Bewegungstherapie bei Asthma
Sport kann Asthma lindern - Voraussetzung ist eine umfangreiche Leistungsdiagnostik. Gezieltes Training hilft, die körperliche Belastbarkeit zu steigern und Anfälle zu minimieren.
Auch wenn körperliche Belastung Asthma-Anfälle auslösen kann, sind Asthma und Sport kein Widerspruch. Asthmatiker sollten sich allerdings sportlich nicht überfordern.

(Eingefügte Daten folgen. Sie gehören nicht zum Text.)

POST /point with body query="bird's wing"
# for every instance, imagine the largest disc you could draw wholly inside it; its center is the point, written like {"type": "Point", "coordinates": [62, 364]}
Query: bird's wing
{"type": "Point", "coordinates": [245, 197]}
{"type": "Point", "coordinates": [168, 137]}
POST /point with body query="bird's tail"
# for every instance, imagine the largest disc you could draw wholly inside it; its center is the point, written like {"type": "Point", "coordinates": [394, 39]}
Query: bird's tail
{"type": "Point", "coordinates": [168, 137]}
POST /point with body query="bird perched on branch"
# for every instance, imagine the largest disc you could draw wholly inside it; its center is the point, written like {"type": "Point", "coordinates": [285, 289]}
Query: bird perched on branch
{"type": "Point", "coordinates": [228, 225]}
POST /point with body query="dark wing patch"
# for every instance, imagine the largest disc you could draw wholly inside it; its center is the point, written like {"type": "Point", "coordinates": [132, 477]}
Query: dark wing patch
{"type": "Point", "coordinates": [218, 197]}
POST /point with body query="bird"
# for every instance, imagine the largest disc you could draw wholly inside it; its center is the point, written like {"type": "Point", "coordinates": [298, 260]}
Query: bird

Wie Bewegung Asthma lindern kann
Bewegungs-Training beeinflusst das Asthma selbst nicht. Wer seine Grundfitness verbessert, kann aber damit die Schwelle heraufsetzen, ab der ein Belastungsreiz einen Asthma-Anfall auslöst. Bei relativ schlechter körperlicher Fitness reicht unter Umständen schon ein normaler Alltagsreiz, etwa Treppensteigen, um einen Anfall zu provozieren. Dem lässt sich entgegenwirken. Regelmäßiges körperliches Training verbessert zudem die Lungenfunktion und den Gasaustausch, steigert die Herz-Leistungsfähigkeit und die Sauerstoffnutzung in den Muskeln.
Das optimale Training
Um die persönlich passende Trainingsintensität zu ermitteln, sollte am besten eine sportärztlichen Untersuchung mit einer Leistungsdiagnostik durchgeführt werden: Während der Proband auf dem Ergometer ins Schwitzen kommt, werden Blutdruck, Pulsfrequenz und die Milchsäure im Blut bei steigender Belastung fortlaufend gemessen. So lässt sich unter anderem feststellen, ab welcher Belastung die Muskeln übersäuern: Wenn Muskeln arbeiten, bilden sie Milchsäure und geben sie ins Blut ab, sodass sie im Körper abgebaut werden kann. Bei zu hoher Belastung kann der Körper die Milchsäure-Menge nicht mehr eliminieren, er übersäuert. Über diese Grenze sollte die Trainingsintensität nicht hinausgehen, hier liegt der individuell optimale Trainingspuls.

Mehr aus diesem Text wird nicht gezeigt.